In Scheibls Fall kann man tatsächlich davon sprechen, dass der Künstler durch sein Werk die sichtbare Welt erweitert, das Visuelle herausfordert und dem Auge etwas bietet, das es so nicht kennt. Außerdem gewinnt man den Eindruck, als würde durch diese Bilder eine Art innere Bilderwelt, ein eigenes subjektives visuelles Archiv – das jeder von uns mit sich und in sich trägt – aktiviert bzw. befreit werden. (Günther Holler-Schuster)


Hubert Scheibl, *1952 in Gmunden, Österreich. Studium an der Akademie der Bildenden Künste bei Max Weiler und Arnulf Rainer. Vertreten in zahlreichen internationalen Sammlungen und Galerien, u.a. in Salzburg, Wien, Paris, New York, Berlin, Korea. Internationale Ausstellungen, u.a. in New York, Paris, Peking, São Paulo (Biennale), Venedig (Biennale).

Ausstellungsdauer: 15. Juni bis 18. August 2019
Öffnungszeiten: Mittwoch bis Sonntag jeweils von 10 bis 18 Uhr
Eintritt: 9,– Euro
ermäßigt: 7,– Euro (Ö1-Club, ACard) / Gruppenermäßigung: 7,– Euro/Person / Jugend (bis 18 Jahre): 3,– Euro / Kinder bis 10 Jahre gratis. »2 für 1« für Vorteilsclub-Mitglieder der Kleinen Zeitung. Inhaber der Steiermark-Card haben freien Eintritt zur Sommerausstellung.
Abendführungen durch die Ausstellung:

Freitag, 5. Juli 2019, 18 Uhr (mit Kurator Günther Holler-Schuster)
Freitag, 19. Juli 2019, 18 Uhr (mit Isabella Holzmann, Leiterin Greith-Haus)
Freitag, 9. August 2019, 18 Uhr (mit Kurator Günther Holler-Schuster)

Alle Abendführungen sind von einer Weinverkostung der Laubdorfbauern St. Ulrich/Greith begleitet. Weitere Führungen auf Anfrage.

Preis für Abendführungen inkl.
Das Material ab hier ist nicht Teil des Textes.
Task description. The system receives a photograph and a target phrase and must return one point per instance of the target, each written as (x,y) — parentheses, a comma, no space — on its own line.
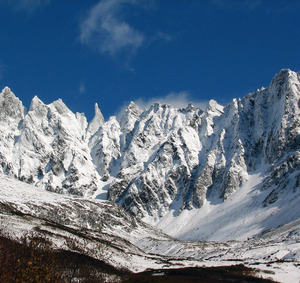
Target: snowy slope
(222,167)
(104,231)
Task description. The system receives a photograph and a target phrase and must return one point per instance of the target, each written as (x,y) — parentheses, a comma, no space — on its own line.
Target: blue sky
(116,51)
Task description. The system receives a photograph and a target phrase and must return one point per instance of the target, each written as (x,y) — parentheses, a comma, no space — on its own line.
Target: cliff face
(161,158)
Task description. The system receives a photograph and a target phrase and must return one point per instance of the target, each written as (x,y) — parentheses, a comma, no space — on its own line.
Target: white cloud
(82,88)
(104,28)
(176,99)
(238,5)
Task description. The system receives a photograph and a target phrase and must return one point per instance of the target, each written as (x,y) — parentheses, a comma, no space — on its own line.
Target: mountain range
(223,173)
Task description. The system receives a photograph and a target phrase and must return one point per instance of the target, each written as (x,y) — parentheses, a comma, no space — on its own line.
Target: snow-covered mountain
(159,159)
(219,174)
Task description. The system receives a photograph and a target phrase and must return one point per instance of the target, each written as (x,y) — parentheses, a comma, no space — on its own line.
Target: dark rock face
(161,158)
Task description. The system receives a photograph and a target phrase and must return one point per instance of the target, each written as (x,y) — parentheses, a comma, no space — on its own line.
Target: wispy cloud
(176,99)
(105,29)
(82,88)
(238,5)
(1,71)
(28,6)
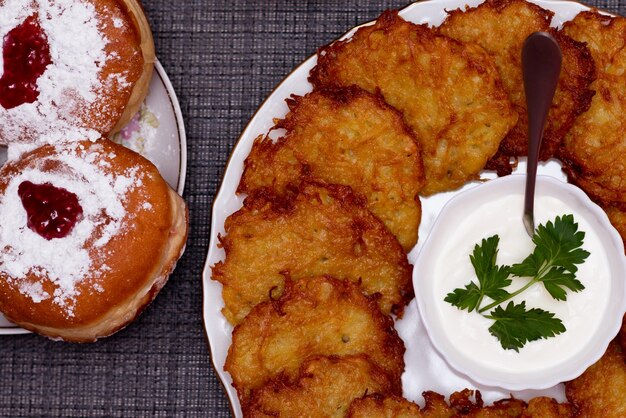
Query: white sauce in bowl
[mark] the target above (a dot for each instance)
(591, 317)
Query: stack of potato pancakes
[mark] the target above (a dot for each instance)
(316, 263)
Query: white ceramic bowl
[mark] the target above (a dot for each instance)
(494, 369)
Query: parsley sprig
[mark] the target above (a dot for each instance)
(553, 263)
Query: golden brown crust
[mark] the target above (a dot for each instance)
(599, 391)
(593, 150)
(126, 273)
(316, 316)
(350, 137)
(378, 405)
(324, 387)
(501, 27)
(449, 93)
(461, 405)
(314, 230)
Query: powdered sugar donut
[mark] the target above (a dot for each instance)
(71, 69)
(90, 234)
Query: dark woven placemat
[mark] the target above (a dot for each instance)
(223, 58)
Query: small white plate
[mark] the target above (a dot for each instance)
(425, 368)
(158, 133)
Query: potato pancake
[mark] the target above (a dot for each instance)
(378, 405)
(318, 316)
(501, 27)
(389, 406)
(314, 230)
(450, 93)
(324, 387)
(593, 151)
(600, 391)
(350, 137)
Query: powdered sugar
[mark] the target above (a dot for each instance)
(69, 83)
(65, 261)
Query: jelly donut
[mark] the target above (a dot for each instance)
(71, 69)
(90, 233)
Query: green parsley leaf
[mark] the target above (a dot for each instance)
(514, 326)
(557, 279)
(467, 298)
(492, 279)
(554, 259)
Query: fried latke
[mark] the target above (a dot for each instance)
(450, 93)
(317, 316)
(601, 390)
(350, 137)
(324, 387)
(461, 405)
(379, 405)
(593, 151)
(314, 230)
(501, 27)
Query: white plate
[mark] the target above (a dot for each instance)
(158, 134)
(425, 369)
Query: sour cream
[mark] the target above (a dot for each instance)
(463, 338)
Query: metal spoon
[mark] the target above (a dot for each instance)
(541, 65)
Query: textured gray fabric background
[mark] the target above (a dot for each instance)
(223, 58)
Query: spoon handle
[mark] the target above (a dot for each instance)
(541, 65)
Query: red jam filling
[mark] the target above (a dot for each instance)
(25, 54)
(52, 211)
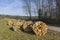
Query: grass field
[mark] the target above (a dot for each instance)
(7, 34)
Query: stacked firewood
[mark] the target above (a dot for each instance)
(39, 27)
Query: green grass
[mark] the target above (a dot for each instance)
(7, 34)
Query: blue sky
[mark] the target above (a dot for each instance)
(11, 7)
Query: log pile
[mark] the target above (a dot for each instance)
(40, 28)
(27, 26)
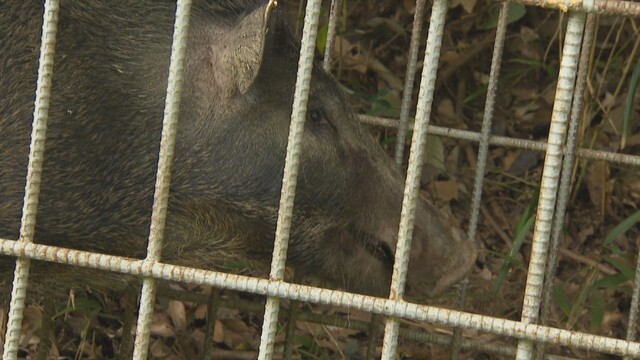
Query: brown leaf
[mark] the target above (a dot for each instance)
(178, 314)
(446, 190)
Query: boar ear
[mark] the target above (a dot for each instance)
(242, 57)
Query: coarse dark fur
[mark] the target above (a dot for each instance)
(109, 84)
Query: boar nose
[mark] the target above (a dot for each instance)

Weinverkostung: 17,- Euro / ermäßigt: 13,- Euro / Jugend (bis 18 Jahre): 3,- Euro / Kinder bis 10 Jahre gratis. »2 für 1« für Vorteilsclub-Mitglieder der Kleinen Zeitung.


R Ü C K B L I C K

Impressionen von der Vernissage

Die Ausstellung wurde am 14. Juni im Beisein von Hubert Scheibl von NRAbg. Werner Amon eröffnet. Für Staunen sorgte die Konditorei Kundlatsch, die eine Skulptur von Hubert Scheibl zu seiner großen Freude detailgetreu aus Marzipan und anderem Süßen nachbaute.

Die Schau wurde in enger Zusammenarbeit mit dem Künstler eigens für das Greith-Haus konzipiert und präsentiert auch bislang noch nie gezeigte Bilder sowie zahlreiche Skulpturen. Die extrem großformatigen Gemälde bilden mit den Rauminstallationen Erzählungen, die für den Betrachter rätselhaft und vielschichtig sind – gewürzt mit einer Prise Humor. Die gezeigten Arbeiten setzt Scheibl virtuos in Zusammenhang mit Beispielen seiner Sammlung botanischer Modelle von Robert und Reinhold Brendel, die um die Jahrhundertwende vom 19. zum 20. Jahrhundert als Lehrobjekte in Berlin standen.